Chinese all over the world celebrated the Lunar New Year on February 18. However most of them would be back to their home towns for the annual reunion lunch/dinner by February 17, which was the eve of the holiday. For most of our Singapore employees, home town is really the city itself, so there were no long journey home or queueing for buses, trains or planes. Instead, the time was spent on last minute shopping for new year goodies and sundries for the reunion dinner.
For SMD Singapore, we had our new year eat-together on February 28.
The celebration started off with yee-sang, which is the cantonese word for raw fish. Incidentally, yee-sang doesn't originate from Kwangtong province of China or HongKong, where the cantonese dialete is spoken everywhere. This dish originated in either Malaysia or Singapore and because many of the restaurant chefs are of cantonese origin, it is probaby where the cantonese name came from.
We had a group photo for those early birds. Starting from left: Lam Wai Kwok, Anna Sim, Lim Seok Cheng, Kong Ling Ling, Alice Sim, Frank Chua, Koh Siew Koon, Lek Foong Mei, Chen Li Yong and Robert Tai.

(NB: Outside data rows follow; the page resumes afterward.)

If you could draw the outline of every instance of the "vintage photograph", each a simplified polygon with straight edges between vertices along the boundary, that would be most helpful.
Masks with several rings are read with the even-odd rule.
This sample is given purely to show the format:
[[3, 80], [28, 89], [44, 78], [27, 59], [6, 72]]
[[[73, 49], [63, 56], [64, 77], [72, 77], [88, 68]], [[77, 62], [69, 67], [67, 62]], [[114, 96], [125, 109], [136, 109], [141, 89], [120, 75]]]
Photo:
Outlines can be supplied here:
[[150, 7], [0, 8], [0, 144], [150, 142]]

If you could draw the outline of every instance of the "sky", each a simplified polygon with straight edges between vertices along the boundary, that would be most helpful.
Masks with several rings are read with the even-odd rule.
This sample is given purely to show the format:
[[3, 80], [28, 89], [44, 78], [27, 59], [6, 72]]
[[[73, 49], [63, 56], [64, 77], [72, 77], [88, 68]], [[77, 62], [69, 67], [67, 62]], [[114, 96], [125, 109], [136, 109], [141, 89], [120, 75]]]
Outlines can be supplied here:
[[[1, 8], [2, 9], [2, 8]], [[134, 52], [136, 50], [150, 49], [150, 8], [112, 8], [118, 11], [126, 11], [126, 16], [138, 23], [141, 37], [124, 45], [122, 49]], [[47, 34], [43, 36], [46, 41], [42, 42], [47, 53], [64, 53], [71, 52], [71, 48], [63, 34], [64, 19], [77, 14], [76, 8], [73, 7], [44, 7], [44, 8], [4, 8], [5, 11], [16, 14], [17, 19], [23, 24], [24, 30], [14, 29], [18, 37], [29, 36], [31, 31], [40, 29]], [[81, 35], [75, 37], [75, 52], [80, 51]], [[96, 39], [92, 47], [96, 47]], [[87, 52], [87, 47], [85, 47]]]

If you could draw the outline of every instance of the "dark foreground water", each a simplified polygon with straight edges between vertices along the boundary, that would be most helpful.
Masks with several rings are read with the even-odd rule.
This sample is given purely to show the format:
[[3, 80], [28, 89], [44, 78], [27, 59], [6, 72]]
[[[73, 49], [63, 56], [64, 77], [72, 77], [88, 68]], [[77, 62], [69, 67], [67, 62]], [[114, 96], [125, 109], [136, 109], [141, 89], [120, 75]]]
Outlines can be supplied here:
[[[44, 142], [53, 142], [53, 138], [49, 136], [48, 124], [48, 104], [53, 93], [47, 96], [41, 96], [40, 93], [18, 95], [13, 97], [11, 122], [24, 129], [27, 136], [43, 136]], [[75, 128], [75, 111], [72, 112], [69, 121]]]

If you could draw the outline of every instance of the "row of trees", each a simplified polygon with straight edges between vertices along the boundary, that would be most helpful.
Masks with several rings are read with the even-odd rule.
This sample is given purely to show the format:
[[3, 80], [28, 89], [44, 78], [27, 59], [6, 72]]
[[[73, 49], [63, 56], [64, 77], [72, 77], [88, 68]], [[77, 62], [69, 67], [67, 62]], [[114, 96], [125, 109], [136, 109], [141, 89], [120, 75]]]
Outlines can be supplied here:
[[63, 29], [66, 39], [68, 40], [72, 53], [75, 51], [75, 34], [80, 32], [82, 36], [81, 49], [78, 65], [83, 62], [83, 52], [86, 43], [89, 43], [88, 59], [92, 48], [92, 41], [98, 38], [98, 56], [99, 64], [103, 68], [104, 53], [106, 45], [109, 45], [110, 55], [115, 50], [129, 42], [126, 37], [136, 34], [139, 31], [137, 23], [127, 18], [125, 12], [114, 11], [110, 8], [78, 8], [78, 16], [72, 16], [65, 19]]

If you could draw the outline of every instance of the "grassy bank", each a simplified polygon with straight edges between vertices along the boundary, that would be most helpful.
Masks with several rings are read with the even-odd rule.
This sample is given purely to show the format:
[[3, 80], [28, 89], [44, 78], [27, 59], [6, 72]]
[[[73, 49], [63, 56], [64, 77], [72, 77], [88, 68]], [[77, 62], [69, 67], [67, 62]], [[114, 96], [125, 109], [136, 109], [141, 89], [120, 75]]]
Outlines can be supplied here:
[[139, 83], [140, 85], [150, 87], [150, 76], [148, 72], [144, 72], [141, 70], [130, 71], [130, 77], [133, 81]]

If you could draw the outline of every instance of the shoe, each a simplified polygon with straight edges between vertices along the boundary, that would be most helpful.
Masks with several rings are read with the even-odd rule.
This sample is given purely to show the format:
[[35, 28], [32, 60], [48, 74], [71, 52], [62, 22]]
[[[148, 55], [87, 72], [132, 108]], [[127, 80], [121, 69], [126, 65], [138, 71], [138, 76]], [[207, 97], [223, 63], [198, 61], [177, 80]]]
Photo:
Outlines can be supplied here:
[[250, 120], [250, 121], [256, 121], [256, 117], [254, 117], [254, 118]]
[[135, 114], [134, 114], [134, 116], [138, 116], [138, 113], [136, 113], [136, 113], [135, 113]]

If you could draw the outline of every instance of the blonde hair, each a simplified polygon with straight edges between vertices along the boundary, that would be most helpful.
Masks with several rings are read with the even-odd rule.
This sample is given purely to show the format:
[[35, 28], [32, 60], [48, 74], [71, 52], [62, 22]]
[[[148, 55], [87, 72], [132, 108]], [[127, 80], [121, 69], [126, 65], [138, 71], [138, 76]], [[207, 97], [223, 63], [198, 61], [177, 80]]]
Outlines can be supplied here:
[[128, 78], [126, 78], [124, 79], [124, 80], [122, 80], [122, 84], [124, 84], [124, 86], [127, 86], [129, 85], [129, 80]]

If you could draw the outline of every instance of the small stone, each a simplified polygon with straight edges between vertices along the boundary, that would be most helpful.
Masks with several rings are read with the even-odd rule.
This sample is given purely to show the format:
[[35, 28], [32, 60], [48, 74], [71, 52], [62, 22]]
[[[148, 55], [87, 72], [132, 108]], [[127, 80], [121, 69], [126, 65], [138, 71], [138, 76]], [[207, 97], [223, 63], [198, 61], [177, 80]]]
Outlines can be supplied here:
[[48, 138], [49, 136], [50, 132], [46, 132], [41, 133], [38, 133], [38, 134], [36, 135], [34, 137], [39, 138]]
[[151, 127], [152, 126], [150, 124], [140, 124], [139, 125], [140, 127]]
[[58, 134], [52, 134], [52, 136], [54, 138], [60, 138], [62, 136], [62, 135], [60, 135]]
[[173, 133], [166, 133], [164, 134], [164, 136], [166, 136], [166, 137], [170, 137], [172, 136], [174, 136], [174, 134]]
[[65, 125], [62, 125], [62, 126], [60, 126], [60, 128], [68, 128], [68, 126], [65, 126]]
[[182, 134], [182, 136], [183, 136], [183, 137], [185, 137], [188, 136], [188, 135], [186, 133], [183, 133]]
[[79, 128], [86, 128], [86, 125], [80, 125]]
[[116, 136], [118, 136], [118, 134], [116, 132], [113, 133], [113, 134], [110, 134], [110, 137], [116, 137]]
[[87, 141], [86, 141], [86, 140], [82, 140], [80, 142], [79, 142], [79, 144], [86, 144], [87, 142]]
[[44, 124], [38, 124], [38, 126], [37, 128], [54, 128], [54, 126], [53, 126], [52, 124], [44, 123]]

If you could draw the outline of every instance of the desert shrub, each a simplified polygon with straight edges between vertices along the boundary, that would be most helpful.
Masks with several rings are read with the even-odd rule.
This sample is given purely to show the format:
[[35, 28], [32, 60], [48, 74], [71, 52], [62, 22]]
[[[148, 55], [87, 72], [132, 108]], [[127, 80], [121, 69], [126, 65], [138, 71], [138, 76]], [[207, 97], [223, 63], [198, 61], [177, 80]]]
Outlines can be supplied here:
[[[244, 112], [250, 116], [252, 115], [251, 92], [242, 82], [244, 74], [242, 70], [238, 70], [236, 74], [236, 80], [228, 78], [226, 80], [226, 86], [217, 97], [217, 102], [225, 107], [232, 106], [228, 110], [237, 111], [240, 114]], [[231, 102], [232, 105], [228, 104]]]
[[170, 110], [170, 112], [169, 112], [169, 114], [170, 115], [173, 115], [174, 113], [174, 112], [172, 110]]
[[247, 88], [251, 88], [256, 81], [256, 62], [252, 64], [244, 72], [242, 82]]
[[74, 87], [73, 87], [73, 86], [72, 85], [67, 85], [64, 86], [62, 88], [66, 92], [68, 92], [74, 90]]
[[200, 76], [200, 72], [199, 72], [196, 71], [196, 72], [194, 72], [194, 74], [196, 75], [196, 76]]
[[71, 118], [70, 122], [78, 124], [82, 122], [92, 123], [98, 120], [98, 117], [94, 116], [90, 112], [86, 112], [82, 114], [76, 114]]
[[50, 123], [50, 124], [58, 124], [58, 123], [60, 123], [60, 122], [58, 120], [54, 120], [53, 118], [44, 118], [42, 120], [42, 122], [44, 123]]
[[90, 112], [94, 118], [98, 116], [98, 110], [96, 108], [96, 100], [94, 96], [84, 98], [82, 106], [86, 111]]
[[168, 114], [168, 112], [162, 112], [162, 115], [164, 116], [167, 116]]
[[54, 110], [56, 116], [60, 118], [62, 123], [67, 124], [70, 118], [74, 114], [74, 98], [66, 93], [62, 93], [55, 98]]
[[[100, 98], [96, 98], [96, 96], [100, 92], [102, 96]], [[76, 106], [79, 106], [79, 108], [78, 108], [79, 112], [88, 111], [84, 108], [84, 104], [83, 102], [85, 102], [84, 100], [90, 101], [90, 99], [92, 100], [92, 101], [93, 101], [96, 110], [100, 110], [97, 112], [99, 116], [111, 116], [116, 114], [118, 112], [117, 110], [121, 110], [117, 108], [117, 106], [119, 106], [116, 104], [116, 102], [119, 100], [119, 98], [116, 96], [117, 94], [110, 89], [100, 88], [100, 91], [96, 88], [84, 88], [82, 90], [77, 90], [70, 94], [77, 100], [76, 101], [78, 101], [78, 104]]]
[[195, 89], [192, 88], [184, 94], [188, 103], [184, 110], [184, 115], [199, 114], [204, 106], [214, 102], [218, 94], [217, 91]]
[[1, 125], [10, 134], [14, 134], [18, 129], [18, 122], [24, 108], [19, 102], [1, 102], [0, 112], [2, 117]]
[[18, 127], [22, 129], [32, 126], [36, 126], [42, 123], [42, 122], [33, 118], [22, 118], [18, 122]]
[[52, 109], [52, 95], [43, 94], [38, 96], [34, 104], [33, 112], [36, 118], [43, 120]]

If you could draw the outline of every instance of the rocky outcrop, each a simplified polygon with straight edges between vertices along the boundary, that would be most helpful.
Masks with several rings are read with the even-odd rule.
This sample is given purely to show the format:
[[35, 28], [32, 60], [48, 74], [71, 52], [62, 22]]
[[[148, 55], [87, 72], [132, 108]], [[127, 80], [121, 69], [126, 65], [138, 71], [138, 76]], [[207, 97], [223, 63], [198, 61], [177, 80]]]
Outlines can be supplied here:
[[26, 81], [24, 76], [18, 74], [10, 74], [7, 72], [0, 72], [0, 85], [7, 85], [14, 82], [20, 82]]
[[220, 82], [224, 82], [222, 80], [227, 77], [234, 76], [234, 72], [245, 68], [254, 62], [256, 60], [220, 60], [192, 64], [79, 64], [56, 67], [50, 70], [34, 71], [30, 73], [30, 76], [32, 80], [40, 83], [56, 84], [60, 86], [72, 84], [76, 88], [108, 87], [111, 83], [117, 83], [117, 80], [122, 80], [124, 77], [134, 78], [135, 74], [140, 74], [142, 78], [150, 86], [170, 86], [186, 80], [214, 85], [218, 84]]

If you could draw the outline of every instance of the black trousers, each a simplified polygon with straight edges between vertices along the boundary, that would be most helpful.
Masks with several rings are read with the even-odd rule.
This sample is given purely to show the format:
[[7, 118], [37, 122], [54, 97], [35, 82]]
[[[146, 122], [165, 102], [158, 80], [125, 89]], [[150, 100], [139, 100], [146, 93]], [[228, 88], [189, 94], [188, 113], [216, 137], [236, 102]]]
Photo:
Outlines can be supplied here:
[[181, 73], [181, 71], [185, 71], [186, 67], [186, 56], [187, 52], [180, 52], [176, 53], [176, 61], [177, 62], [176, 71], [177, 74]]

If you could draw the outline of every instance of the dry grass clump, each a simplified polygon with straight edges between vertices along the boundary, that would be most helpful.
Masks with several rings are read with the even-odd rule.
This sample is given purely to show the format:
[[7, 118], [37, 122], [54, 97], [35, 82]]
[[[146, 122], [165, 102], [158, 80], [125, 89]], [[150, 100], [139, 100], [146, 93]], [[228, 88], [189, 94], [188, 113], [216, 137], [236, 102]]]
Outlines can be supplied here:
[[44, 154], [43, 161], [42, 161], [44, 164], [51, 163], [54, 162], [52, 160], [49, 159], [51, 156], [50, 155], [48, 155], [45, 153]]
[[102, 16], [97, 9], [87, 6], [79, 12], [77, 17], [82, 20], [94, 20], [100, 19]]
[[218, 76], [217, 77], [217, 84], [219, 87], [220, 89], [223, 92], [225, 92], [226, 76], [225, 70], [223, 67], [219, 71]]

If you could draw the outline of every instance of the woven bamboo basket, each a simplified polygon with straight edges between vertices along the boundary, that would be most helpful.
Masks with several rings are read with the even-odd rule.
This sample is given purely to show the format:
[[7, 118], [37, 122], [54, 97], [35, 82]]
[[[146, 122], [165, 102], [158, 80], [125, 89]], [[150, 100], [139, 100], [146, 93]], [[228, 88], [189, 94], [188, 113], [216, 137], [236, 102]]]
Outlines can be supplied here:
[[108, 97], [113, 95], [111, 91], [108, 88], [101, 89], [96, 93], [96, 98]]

We had 2 yee-sang dishes. The one at the foreground has no fish, so is vegetarian and the one at the background has slices of raw fish in it.
Robert Tai un-corking the sparkling apple juice.
Helping themselves at the buffet spread after the yee-sang.Part of the crowd.
and when the morning shift had finished theirs, the afternoon shift arrived. Here you can see Shamsiah, Normala and Faizal.

Thursday, February 02, 2006

SMD Spore CNY Lunch on 2 February 2006

迎春接福
(yin chun jie fu)
Today is 2 Feb 2006. It is also the 5th day of the lunar year of the Fire Dog. A heavenly Fire stem and an earthly branch of the Earth Dog will ensure that the year will be less hostile and will experience less conflicts during the year. Electronics being a 'fire' industry, will hopefully propel us to greater heights during the year! Here in SMD, we start the year with a small celebration.
We have to thanks Dorwin for helping to organise this small celebration.
Before the crowd appears.....

The yu-sheng (various colours of shred vegetables with slices of

salmon plus lots of spices) arranged by Dorwin and Anna Lim.

This is for record only.

Have to get the people in first before the show begins.

Tossing the yu-sheng for a better year: more money, better health,

plentiful food, smooth sailing....... and everything that's good.

One orange cost $0.40 each but mind you, if you get $2.00 inside, it

more than pays for it.

Lim Seok Cheng's orange has no money notes inside. Too Bad for her.

Pang Soong can confirm it is really $2.00 from the orange.

The yu-sheng feast starts.

followed by local buffet. In place of napkins, smocks will also

do the job of collecting dripping saliva and dropping food.

Plenty of food for everybody.

and it is halal, so our Muslim employees can also join in.

birds of the same feathers flocks together, indeed.

We worked at the same section of course.

We eat and work on the same table, very convenient. Wonder

whether the food got stuck among the papers and documents.

Some people yum-seng using cut oranges. Very Singaporean indeed.